No entanto, a legislação não fixa uma pena de prisão para a conduta, mas sim sanções como advertência, prestação de serviços à comunidade e aplicação de medidas educativas (estas duas últimas, pelo prazo máximo de 5 meses).
Ou seja, embora seja um delito, a prática não leva o acusado para prisão.
A norma não diz quais são as substâncias classificadas como droga – essa informação é detalhada em um regulamento do Ministério da Saúde.
Além disso, determina que cabe ao juiz avaliar, no caso concreto, se o entorpecente é para uso individual.
Para isso, o magistrado terá de levar em conta os seguintes requisitos: a natureza e a quantidade da substância apreendida, o local e as circunstâncias da apreensão, as circunstâncias sociais e pessoais da pessoa que portava o produto, além de suas condutas e antecedentes.
Ou seja, não há um critério específico de quantidades estabelecido em lei. Com isso, a avaliação fica a cargo da Justiça.

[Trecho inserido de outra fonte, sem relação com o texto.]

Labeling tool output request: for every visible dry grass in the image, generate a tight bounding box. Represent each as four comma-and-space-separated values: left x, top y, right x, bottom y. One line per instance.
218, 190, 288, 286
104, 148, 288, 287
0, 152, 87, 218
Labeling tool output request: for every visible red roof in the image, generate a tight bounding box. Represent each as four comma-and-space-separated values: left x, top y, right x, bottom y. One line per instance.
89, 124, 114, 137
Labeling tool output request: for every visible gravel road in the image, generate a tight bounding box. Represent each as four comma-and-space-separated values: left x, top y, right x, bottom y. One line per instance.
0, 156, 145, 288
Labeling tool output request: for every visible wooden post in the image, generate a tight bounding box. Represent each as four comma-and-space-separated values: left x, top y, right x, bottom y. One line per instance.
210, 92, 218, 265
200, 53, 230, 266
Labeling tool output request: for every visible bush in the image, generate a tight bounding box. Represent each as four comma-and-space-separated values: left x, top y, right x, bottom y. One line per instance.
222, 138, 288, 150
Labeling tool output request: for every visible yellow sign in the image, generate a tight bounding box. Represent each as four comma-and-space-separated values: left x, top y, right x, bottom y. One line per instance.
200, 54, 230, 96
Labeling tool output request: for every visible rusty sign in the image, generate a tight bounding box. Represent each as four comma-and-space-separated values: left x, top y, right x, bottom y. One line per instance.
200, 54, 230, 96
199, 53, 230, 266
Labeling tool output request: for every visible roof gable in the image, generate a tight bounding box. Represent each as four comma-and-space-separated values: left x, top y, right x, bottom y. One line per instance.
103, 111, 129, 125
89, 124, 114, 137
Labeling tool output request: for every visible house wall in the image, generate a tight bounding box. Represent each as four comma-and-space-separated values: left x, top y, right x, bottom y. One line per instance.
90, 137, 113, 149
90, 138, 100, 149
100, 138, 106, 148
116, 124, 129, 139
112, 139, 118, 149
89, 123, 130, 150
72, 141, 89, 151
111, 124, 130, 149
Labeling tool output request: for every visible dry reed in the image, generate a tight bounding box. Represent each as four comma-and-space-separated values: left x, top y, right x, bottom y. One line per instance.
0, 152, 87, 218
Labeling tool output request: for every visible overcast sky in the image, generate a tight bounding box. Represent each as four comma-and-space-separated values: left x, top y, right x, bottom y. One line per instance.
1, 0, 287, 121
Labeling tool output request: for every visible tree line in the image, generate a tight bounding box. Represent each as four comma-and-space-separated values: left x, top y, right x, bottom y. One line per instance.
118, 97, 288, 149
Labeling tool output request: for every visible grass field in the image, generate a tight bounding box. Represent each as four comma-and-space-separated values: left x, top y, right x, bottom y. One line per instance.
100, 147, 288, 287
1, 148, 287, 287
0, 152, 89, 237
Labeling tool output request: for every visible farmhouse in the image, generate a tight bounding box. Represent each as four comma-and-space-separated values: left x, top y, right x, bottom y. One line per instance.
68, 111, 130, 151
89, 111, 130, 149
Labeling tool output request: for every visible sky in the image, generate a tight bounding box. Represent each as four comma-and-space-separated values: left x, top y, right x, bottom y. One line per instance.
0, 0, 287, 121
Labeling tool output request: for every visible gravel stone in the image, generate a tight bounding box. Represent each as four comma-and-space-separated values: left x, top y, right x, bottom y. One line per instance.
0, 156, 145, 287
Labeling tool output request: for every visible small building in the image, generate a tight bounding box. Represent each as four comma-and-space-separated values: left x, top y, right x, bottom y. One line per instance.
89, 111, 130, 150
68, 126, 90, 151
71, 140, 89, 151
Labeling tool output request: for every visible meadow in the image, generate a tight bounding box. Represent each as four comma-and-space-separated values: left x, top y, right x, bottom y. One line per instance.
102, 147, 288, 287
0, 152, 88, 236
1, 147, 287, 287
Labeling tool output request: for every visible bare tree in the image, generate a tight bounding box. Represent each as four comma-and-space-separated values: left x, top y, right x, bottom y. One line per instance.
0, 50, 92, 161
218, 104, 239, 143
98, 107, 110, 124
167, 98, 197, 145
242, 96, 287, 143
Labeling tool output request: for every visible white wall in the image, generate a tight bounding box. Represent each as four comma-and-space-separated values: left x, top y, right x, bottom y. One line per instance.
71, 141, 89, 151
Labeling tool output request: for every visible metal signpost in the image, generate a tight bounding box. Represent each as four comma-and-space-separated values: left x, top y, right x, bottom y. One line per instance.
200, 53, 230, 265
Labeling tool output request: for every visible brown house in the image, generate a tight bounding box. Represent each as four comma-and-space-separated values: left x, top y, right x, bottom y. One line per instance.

A lei de 2006 substituiu a regra que vigorava desde 1976. Na antiga Lei de Drogas, carregar o produto para uso individual era crime punido com prisão – detenção de 6 meses a dois anos, além de multa.
Diferenças entre descriminalização, despenalização e legalização
Despenalizar significa substituir uma pena de prisão (que restringe a liberdade) por punições de outra natureza (restrições de direitos, por exemplo).
Legalizar é estabelecer uma série de leis que permitem e regulamentam uma conduta. Estas normas organizam a atividade e estabelecem suas condições e restrições – regras de produção, venda, por exemplo. Também pune quem descumpre o que for definido. Na prática, é autorizar por meio de uma regra.
Já descriminalizar consiste em deixar de considerar uma ação como crime. Ou seja, em âmbito penal, a punição deixa de existir. Mas é possível ainda aplicar sanções administrativas ou civis.
Caso concreto
O Supremo foi provocado a se manifestar a partir de um recurso que chegou à Corte em 2011. O caso envolve a condenação a 2 meses de prestação de serviços à comunidade de um homem que portava 3g de maconha dentro do centro de detenção provisória de Diadema (SP).
A Defensoria Pública questionou decisão da Justiça de São Paulo, que manteve o homem preso. Entre outros pontos, a defensoria diz que a criminalização do porte individual fere o direito à liberdade e à privacidade.
Estes direitos fundamentais estão previstos na Constituição. Como a matéria envolve a Carta Magna, cabe ao Supremo se pronunciar.